Peningkatan akuntabilitas dalam pengelolaan pajak dan retribusi untuk mencegah kebocoran dan penyimpangan.
Perlindungan terhadap pelaku usaha mikro, khususnya di sektor makanan dan minuman.
Pemanfaatan hasil pajak untuk infrastruktur dan peningkatan kapasitas UMKM.
Penerbitan Peraturan Wali Kota yang mengatur insentif pajak, termasuk PBB-P2.
Keringanan pajak bagi masyarakat tertentu dengan kriteria sosial dan budaya.
Penetapan tarif retribusi aset dengan prinsip transparansi dan proporsionalitas.

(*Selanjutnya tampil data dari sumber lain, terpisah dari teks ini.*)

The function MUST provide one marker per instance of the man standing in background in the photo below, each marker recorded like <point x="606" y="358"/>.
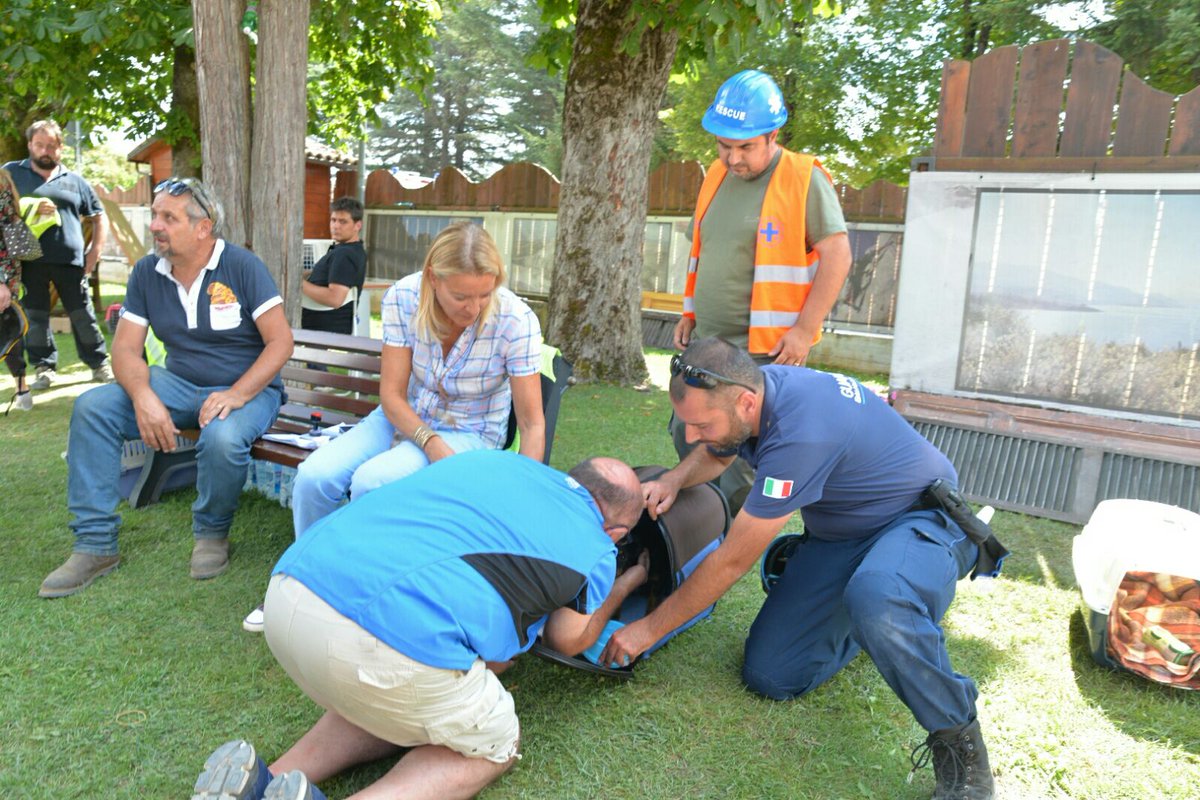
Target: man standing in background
<point x="333" y="288"/>
<point x="65" y="262"/>
<point x="769" y="251"/>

Meski banyak rekomendasi terdengar menjanjikan, pedagang kecil merasa tak yakin. Saiful (41), pedagang sayur di Pasar Gadang, mengaku belum paham dampak peraturan baru ini.
“Kami hanya dengar-dengar soal pajak naik, tapi belum pernah diajak bicara langsung. Kalau retribusi pasar dinaikkan, bagaimana kami bisa bertahan .Kami bukan pengusaha besar,” ujarnya geram.
Senada dengan Saiful, Wati (50), penjual nasi di kawasan Blimbing, menyebut bahwa “perlindungan UMKM” seringkali hanya jadi jargon. “Kalau benar melindungi, kenapa kami masih harus bayar sewa lapak mahal dan iuran tak jelas tiap bulan,” katanya.
Menanggapi kekhawatiran tersebut, Wali Kota Malang Wahyu Hidayat memberikan jaminan bahwa pemerintah kota tidak akan gegabah dalam menerapkan peraturan ini.
“Kami menyambut baik rekomendasi DPRD. Tapi saya tegaskan, pelaksanaan kebijakan pajak dan retribusi ini harus berlandaskan prinsip keadilan dan keberpihakan pada masyarakat kecil. Tidak ada niat pemerintah untuk memberatkan rakyat, apalagi pelaku usaha mikro,” ujar Wahyu kepada media, usai menerima laporan Pansus di Balai Kota.
Wahyu juga menambahkan bahwa Pemkot akan membuka ruang dialog dengan komunitas pedagang, pelaku UMKM, serta akademisi sebelum menerapkan peraturan teknis lanjutan.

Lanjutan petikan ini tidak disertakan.